Previous - 3.3.4 Refinements to Estimates of Pervasive Systematic Errors Index Next - 3.3.6 Summary of Pervasive Systematic Errors and Biases
The efficacy of the bias adjustments and their uncertainties are difficult to assess, particularly earlier in the record when there are fewere independent strands of information. There are various ways of addressing the question. One could assess the adjustment method directly - for example using a wind tunnel to test the model of heat loss from a bucket or by making dedicated measurements on board a ship. Alternatively, one can look at the adjusted data and compare them to a reference data source either directly or indirectly (via a model of some kind). Ideally, reference data sets used in this way should be of high quality and have well characterised uncertainties.
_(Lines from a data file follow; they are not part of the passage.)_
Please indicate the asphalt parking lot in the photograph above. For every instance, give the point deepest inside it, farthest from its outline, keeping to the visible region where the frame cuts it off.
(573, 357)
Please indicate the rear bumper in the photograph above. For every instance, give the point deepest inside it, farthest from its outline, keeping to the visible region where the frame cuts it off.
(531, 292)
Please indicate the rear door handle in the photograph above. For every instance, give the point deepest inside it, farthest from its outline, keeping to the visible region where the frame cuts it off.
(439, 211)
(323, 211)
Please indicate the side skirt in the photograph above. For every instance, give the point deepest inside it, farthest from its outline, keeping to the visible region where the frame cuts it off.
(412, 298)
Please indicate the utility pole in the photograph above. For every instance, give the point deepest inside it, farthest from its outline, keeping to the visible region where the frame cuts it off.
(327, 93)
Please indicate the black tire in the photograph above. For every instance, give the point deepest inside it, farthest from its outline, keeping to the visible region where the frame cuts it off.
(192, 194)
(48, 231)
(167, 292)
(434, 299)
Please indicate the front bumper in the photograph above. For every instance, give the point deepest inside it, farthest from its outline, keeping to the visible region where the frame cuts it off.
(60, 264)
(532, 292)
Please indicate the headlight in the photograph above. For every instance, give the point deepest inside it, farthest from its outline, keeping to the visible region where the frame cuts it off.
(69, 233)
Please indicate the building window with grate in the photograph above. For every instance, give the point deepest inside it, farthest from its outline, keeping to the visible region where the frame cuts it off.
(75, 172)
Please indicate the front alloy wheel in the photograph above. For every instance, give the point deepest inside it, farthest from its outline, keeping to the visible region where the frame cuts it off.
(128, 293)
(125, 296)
Folland and Parker [1995] presented wind tunnel and ship board tests and also used their adjustments to estimate the differences between bucket and ERI measurements in broad latitude bands. These limited comparisons showed that their model could predict experimental results to better than 0.2 K. Carella et al. [2017b], performed tests of the Folland and Parker [1995] bucket model in a laboratory. They were able to test the dependency of heat loss (and gain) on wind speed and air-sea temperature difference, but did not vary the exposure to solar radiation. They found that the models performed reasonably well, but that minor changes in behaviour, such as whether the sample was stirred, could change the rate of measured heat loss. They compared the modelled heat loss to earlier test data gathered by Ashford [1948] and Roll [1951] which suggested that heat loss was also dependent on whether the air flow round the bucket was laminar or turbulent. Matthews [2013] and Matthews and Matthews [2013] reported field measurements of SST made using different buckets and simultaneous thermo-salinograph measurements. They found negligible biases between different buckets, but their experimental design involved larger buckets and shorter measurement times than were used in Folland and Parker [1995]. Both these differences would act to reduce the observed bias. Nevertheless, this highlights the potential for well-designed field experiments to improve understanding of historical biases.
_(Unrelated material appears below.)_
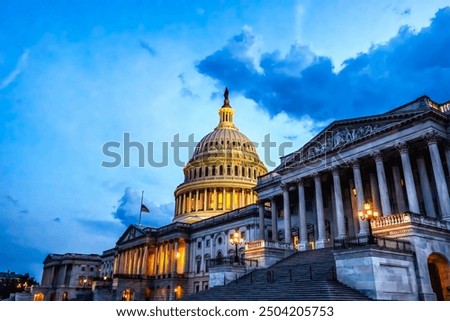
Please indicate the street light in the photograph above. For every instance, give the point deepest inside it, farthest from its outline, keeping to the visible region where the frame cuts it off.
(236, 240)
(367, 214)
There have been numerous studies comparing the adjusted SST data to other data sets. Folland and Salinger [1995] presented comparisons between air temperatures measured in New Zealand and SST measurements made nearby. Smith and Renyolds [2002] used oceanographic observations to assess their adjustments and those of Folland and Parker [1995]. In regions with sufficient observations they found that the magnitude of the Smith and Reynolds [2002] adjustments better explained the differences between SSTs and oceanographic observations, but the phase of the annual cycle was better captured by Folland and Parker [1995]. Hanawa et al. [2000] showed that the Folland and Parker [1995] adjustments improved the agreement between Japanese ship data and independent SST data from Japanese coastal stations in two periods: before and after the Second World War. However, the collection of ship data (COADS and Kobe collections) used in Hanawa et al. [2000] might not have had the same bias characteristics as assumed by Folland and Parker [1995], which was based on the Met Office Marine Data Bank, in developing their adjustments. Other long term coastal records of water temperature exist. Some of these [Hanna et al., 2006; MacKenzie and Schiedek, 2007; Cannaby and Hüsrevoğlu, 2009] have been compared to open ocean SST analyses (though not with the express intention of assessing bias adjustments), others have not [Maul et al., 2001; Nixon et al., 2004; Breaker et al. 2005]. Cowtan et al. [2018] used comparisons with air temperature measured at coastal and island weather stations to assess existing bias adjustment schemes and highlighted a number of features in the adjusted SST data which were inconsistent with the coastal land temperature records.
Since the late 1940s, global and hemispheric average SST anomalies calculated separately from adjusted bucket measurements and adjusted ERI measurements showed consistent long-term and short-term changes [Kennedy et al., 2011c]. From the 1990s, there are also plentiful observations from drifting and moored buoys.
Hausfather et al. [2017] identified what they called "instrumentally homogeneous" data sets which consist of a single type of instrument (or a group of closely related instruments). The idea being that such a series would be more stable over time and provide a good benchmark for assessing bias adjustments. They studied the period from the early 1990s for which there are three instrumentally homogeneous records: drifters, infra-red satellite retrievals (from the ESA SST CCI project) and, latterly, Argo. They found that global temepratures in ERSSTv4 (Huang et al. [2015]) more closely followed the three instrumentally homogeneous series than did ERSSTv3, HadSST3 and COBE-SST. This suggests that at a global level, ERSSTv4 has a more accurate record of global SST change since the the early to mid 1990s.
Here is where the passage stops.